Of course it wasn't that easy. It took her years to finish that first book, then four months to find a publisher. When she learned that her editor was the same man who had also edited her girlhood idol, Madeleine L'Engle, Nancy felt as if she had finally found what she was meant to do. "Cheshire Moon" was published and won the respect of members of the deaf community for its portrayal of a young deaf girl who will communicate only in Sign. This book was soon followed by the science fiction novel "The Door in the Lake," which Nancy wrote so that her son might actually be interested in reading it. (He took it to school after it was published and shared it with his friends, so she thinks she succeeded.) "Door" was an ALA Quick Pick and a Scholastic Book Club selection, and was even "translated" into the Queen's English for a British edition.
Since then Nancy spends much of her time working as a creative writing teacher and manuscript editor. Some of the people whose books she's had the privilege of shepherding into the world are Monica Roe, author of the YA novel "Thaw"; Alberto Hazan, author of the YA fantasy series "The League of Freaks"; and Jennifer Lundquist, author of the middle grade novel, "Seeing Cinderella." Nancy has also published several books for the direct-to-school education market, and is the editor of a how-to book on revision entitled "Write it Right!" by the author Sandra Asher.
Then in April 2013 she published her first book for adults: "Spontaneous Combustion: A Writer's Primer for Creative Revival." This book was inspired by the writer's malaise often suffered by her students and clients: and by her own efforts to write her way out of creative drought.
Somewhere during these years she also managed to land a spot as a contestant on the TV game show "Jeopardy" and was a one-day champion.
But writing fiction for kids continues to be her passion, and she is working hard on another middle grade novel set in a sleepy Southern town much like the one where she lives: only with more ghosts.

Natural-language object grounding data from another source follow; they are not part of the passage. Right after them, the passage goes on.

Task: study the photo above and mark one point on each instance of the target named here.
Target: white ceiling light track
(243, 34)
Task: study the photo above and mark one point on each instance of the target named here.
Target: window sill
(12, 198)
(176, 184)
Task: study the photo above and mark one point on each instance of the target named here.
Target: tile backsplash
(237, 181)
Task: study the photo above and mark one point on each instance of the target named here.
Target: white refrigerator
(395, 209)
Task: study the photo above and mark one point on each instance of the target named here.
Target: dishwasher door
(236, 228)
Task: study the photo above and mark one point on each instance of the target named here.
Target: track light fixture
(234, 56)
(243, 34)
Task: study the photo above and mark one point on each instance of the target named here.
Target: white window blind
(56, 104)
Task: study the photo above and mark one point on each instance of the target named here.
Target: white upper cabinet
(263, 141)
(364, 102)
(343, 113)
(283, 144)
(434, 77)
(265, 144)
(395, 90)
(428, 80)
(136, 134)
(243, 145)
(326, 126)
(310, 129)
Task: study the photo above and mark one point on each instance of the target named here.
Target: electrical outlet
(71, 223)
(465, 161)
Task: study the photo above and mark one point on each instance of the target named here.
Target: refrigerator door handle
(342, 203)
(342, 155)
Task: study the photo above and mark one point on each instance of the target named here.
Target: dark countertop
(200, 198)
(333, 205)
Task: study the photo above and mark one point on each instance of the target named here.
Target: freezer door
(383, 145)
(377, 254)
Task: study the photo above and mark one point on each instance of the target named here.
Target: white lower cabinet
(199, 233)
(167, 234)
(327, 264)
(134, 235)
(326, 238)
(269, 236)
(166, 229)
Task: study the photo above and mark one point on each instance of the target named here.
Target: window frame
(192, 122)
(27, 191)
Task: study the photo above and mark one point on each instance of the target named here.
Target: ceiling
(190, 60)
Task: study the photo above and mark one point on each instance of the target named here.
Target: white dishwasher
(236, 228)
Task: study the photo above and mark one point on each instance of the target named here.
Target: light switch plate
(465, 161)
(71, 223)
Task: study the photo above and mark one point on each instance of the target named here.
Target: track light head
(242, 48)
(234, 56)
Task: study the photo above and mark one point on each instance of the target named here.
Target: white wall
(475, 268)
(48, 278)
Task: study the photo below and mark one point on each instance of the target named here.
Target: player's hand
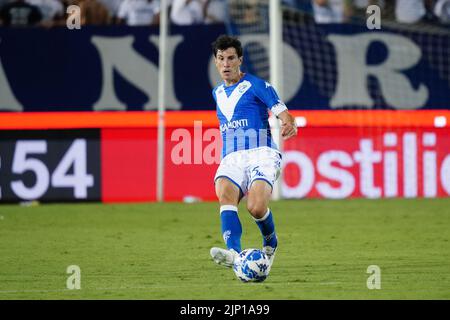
(288, 129)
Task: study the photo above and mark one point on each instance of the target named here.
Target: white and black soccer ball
(252, 265)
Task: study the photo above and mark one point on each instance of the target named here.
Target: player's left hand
(288, 129)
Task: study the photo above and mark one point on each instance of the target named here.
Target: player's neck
(234, 81)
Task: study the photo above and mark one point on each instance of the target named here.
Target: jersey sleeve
(267, 94)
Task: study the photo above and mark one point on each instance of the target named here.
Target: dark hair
(224, 42)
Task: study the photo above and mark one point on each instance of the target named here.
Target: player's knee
(257, 208)
(226, 198)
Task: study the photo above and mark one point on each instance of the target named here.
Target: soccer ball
(252, 265)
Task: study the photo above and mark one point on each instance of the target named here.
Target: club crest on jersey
(242, 87)
(227, 105)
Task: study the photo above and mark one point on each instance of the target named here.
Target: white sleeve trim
(278, 108)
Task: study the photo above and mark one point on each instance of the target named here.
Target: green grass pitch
(161, 251)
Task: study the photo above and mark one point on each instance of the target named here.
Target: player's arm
(288, 125)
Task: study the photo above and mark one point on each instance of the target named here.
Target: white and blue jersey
(242, 110)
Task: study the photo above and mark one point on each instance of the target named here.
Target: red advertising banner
(367, 162)
(341, 154)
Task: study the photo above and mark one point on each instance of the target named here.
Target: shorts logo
(257, 173)
(226, 235)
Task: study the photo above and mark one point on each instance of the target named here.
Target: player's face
(229, 65)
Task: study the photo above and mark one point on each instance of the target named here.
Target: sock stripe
(228, 208)
(264, 217)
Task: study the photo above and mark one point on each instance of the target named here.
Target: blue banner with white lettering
(324, 67)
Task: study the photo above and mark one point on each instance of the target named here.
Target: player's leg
(229, 196)
(258, 205)
(263, 172)
(230, 183)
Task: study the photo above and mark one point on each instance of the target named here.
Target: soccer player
(251, 161)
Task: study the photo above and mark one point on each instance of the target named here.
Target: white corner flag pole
(163, 26)
(276, 65)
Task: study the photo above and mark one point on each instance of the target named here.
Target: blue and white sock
(267, 228)
(231, 227)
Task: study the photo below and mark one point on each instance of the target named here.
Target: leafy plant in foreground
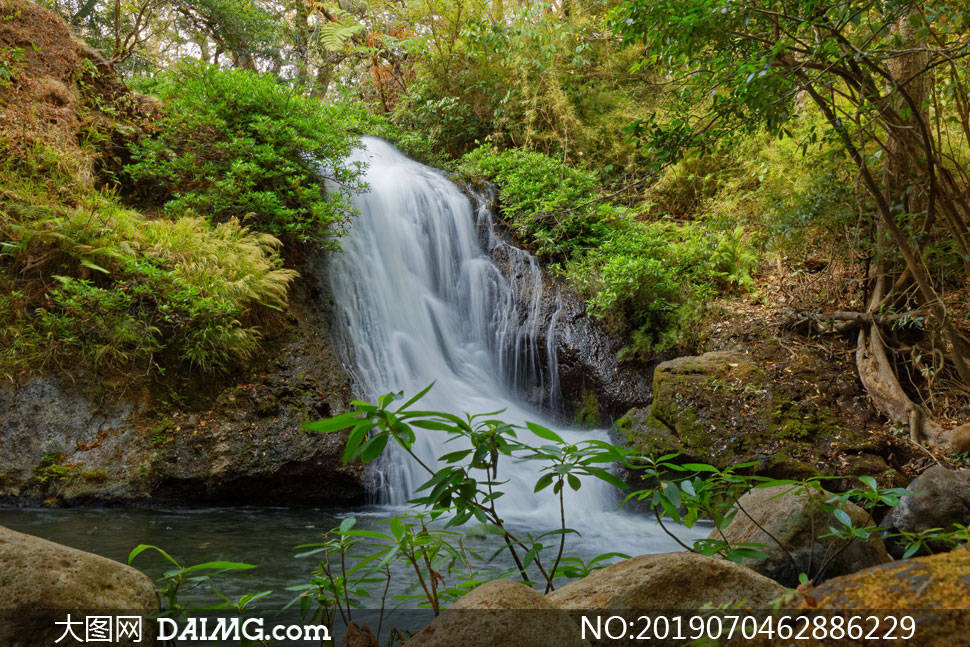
(466, 486)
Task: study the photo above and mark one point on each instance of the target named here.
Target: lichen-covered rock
(790, 525)
(728, 407)
(668, 581)
(497, 614)
(933, 591)
(38, 578)
(940, 498)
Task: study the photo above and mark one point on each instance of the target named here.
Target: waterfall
(418, 300)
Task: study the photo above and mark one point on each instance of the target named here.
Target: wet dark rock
(595, 389)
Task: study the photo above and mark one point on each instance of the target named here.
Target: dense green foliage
(234, 144)
(644, 277)
(127, 294)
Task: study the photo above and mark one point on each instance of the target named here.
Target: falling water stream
(418, 299)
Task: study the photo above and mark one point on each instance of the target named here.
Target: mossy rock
(726, 408)
(931, 590)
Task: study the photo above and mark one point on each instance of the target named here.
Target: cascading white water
(417, 301)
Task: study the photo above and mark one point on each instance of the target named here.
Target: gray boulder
(790, 525)
(40, 582)
(673, 581)
(501, 613)
(940, 498)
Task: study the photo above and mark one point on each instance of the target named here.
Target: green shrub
(234, 144)
(91, 282)
(549, 205)
(646, 279)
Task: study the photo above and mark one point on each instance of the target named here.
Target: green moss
(51, 467)
(162, 431)
(800, 421)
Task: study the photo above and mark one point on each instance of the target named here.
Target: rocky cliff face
(68, 439)
(594, 389)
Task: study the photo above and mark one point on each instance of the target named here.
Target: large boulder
(879, 602)
(497, 614)
(940, 499)
(789, 523)
(729, 407)
(673, 581)
(39, 579)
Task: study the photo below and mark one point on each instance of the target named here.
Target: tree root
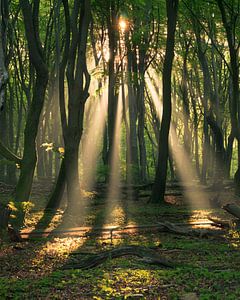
(149, 256)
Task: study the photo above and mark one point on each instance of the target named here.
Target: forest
(120, 149)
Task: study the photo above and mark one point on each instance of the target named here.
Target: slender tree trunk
(161, 172)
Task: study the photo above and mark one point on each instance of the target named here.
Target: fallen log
(148, 256)
(201, 233)
(5, 212)
(232, 209)
(219, 223)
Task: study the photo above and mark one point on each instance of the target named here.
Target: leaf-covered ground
(208, 268)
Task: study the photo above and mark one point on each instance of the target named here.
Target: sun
(122, 24)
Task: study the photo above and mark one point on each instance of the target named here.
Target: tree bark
(161, 172)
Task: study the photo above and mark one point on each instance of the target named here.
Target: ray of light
(114, 176)
(185, 170)
(91, 145)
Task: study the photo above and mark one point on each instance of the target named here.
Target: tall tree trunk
(161, 172)
(24, 185)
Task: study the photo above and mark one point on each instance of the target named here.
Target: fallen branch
(149, 256)
(172, 228)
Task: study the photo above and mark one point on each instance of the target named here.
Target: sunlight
(122, 24)
(114, 180)
(196, 198)
(91, 142)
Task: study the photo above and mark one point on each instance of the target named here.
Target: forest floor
(203, 268)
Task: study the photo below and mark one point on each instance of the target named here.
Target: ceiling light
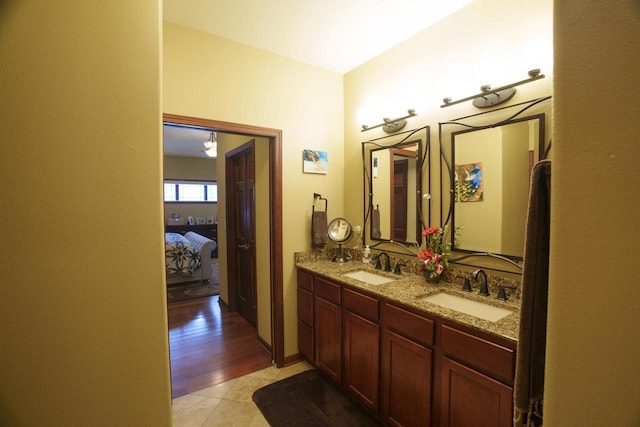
(211, 145)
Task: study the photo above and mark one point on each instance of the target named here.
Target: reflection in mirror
(487, 187)
(394, 173)
(491, 186)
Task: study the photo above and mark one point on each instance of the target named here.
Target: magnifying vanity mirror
(394, 169)
(485, 170)
(340, 232)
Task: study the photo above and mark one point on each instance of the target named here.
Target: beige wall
(250, 86)
(83, 307)
(81, 338)
(593, 375)
(452, 58)
(190, 168)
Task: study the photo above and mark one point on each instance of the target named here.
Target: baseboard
(266, 345)
(294, 358)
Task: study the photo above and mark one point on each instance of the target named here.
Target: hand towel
(375, 224)
(529, 381)
(319, 232)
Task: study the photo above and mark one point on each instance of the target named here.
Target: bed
(188, 258)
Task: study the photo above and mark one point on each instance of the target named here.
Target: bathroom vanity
(410, 361)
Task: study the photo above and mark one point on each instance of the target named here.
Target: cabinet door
(305, 323)
(469, 398)
(406, 381)
(361, 358)
(328, 338)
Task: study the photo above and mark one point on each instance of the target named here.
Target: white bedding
(181, 257)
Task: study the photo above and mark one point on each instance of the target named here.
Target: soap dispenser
(366, 255)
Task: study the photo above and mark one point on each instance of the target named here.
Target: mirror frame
(397, 140)
(447, 170)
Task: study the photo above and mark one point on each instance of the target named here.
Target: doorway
(241, 230)
(274, 138)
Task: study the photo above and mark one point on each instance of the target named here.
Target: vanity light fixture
(490, 97)
(392, 125)
(211, 145)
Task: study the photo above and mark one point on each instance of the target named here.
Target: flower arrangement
(434, 256)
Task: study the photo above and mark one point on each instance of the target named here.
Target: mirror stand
(340, 255)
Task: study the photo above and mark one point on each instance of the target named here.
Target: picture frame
(315, 161)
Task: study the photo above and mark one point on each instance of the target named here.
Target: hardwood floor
(208, 345)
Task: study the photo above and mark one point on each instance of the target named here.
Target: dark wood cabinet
(306, 343)
(476, 380)
(361, 347)
(407, 366)
(328, 328)
(469, 398)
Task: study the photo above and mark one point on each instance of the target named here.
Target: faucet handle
(466, 284)
(378, 264)
(396, 269)
(502, 293)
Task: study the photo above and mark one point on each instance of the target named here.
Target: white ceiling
(336, 35)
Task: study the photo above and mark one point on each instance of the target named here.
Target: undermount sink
(472, 308)
(368, 277)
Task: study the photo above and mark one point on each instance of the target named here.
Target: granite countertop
(410, 289)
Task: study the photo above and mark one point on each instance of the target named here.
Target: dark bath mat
(308, 400)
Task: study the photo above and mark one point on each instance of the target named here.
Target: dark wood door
(469, 398)
(400, 198)
(361, 359)
(406, 381)
(240, 167)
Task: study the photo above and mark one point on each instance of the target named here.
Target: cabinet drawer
(363, 305)
(305, 280)
(482, 354)
(326, 290)
(305, 306)
(408, 324)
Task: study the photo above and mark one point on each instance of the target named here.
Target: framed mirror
(340, 232)
(395, 168)
(485, 170)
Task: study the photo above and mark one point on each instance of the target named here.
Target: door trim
(275, 207)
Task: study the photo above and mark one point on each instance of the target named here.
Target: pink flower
(430, 230)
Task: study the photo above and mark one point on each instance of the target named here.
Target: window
(190, 191)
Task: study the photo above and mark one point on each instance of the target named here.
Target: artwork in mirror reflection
(395, 187)
(491, 168)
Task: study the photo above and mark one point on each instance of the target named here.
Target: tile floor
(230, 403)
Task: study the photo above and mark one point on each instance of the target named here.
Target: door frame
(274, 137)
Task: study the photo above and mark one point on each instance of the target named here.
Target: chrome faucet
(480, 276)
(387, 266)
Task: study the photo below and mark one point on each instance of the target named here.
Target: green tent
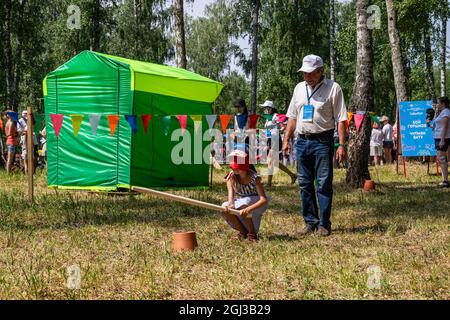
(98, 84)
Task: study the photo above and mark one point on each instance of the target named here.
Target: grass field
(122, 244)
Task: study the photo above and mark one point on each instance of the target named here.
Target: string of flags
(113, 121)
(132, 120)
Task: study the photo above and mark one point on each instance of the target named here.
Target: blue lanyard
(307, 92)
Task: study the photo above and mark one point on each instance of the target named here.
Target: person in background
(442, 137)
(11, 140)
(376, 144)
(275, 128)
(388, 141)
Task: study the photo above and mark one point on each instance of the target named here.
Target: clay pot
(369, 185)
(184, 241)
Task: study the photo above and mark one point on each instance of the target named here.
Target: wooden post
(30, 155)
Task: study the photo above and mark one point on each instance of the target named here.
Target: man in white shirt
(316, 105)
(388, 142)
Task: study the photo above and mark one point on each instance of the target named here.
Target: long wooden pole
(30, 154)
(181, 199)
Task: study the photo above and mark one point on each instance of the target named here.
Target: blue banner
(417, 137)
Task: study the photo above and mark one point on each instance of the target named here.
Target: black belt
(324, 134)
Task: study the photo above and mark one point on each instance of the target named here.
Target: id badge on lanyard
(308, 109)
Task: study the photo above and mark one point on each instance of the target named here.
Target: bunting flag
(350, 116)
(94, 120)
(182, 119)
(131, 119)
(359, 118)
(38, 123)
(166, 124)
(57, 120)
(375, 119)
(225, 120)
(13, 115)
(113, 121)
(145, 121)
(253, 121)
(211, 120)
(281, 118)
(197, 122)
(76, 123)
(242, 120)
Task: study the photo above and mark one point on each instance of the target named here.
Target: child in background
(376, 144)
(245, 193)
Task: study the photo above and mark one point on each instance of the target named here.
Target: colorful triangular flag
(224, 121)
(166, 124)
(253, 119)
(57, 120)
(375, 119)
(359, 118)
(197, 122)
(13, 115)
(350, 116)
(76, 123)
(242, 120)
(145, 121)
(94, 120)
(281, 118)
(131, 119)
(211, 119)
(182, 119)
(113, 121)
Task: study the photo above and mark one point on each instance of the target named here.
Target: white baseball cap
(311, 63)
(267, 104)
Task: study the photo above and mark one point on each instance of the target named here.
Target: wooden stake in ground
(30, 154)
(191, 202)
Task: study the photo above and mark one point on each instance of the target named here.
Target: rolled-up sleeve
(339, 108)
(293, 106)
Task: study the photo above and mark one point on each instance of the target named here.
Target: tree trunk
(444, 55)
(429, 62)
(397, 61)
(9, 76)
(18, 61)
(180, 35)
(255, 39)
(362, 100)
(332, 36)
(95, 26)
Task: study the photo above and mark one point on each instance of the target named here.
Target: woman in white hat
(273, 128)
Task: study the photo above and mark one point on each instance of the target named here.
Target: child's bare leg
(236, 223)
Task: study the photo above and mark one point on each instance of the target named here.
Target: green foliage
(289, 30)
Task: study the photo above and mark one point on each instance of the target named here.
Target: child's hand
(244, 212)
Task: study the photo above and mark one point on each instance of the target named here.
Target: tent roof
(165, 80)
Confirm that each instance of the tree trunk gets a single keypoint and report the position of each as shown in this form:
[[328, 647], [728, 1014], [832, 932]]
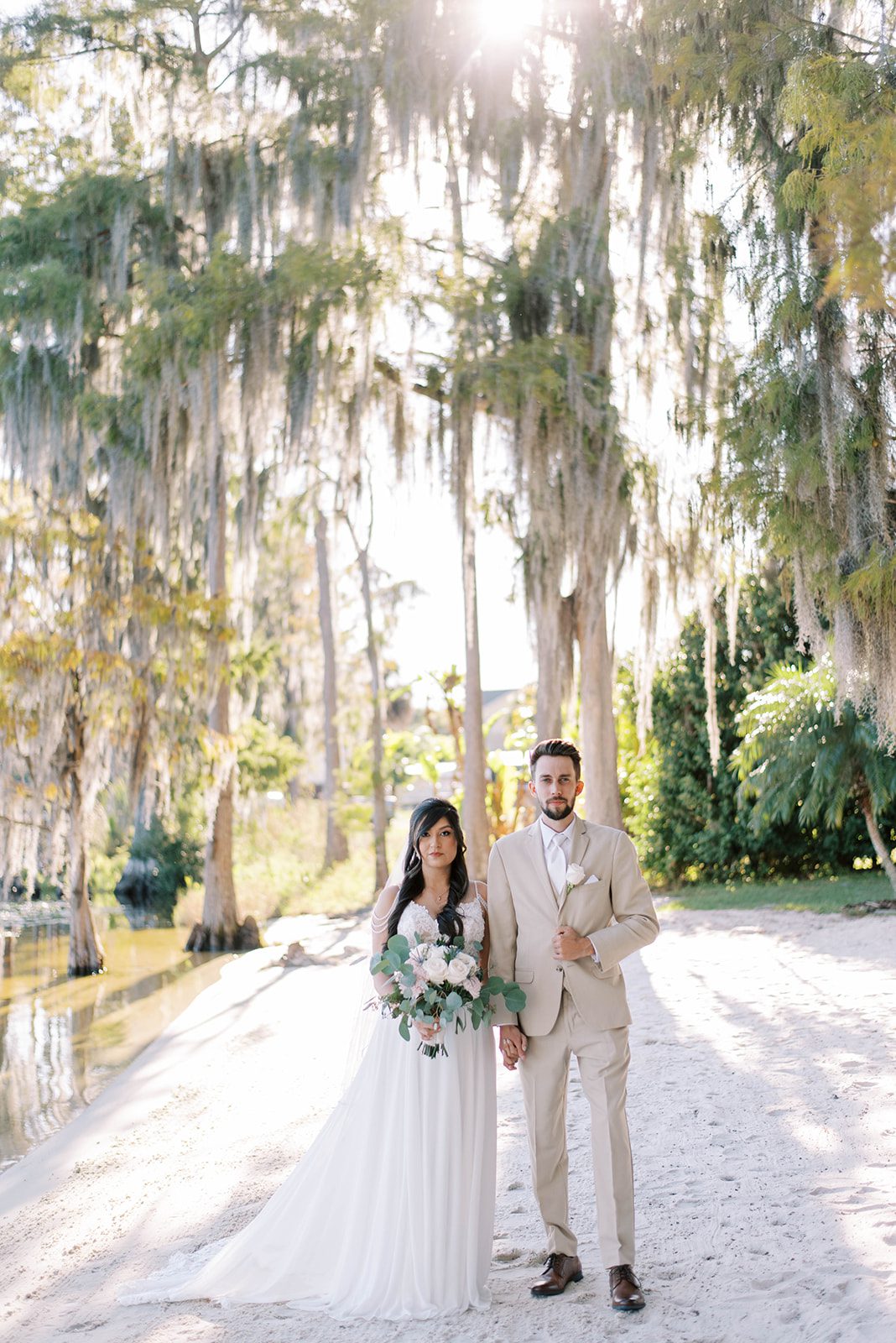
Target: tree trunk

There is just one ghost in the 130-year-old Victorian cottage where Nancy lives and works: one humming ghost, and far too few electric outlets for the Apple laptops which are her auxiliary brain. When she's not teaching, editing, or trying to carve out time for her own writing, Nancy is an avid walker; and she also likes to grow herbs, make quilts, knit miles and miles of scarves, play the mountain dulcimer and Finnish kantele, be the Mac tech support person for everyone she knows, and tend to her slightly neurotic Newfoundland dog, Yukon.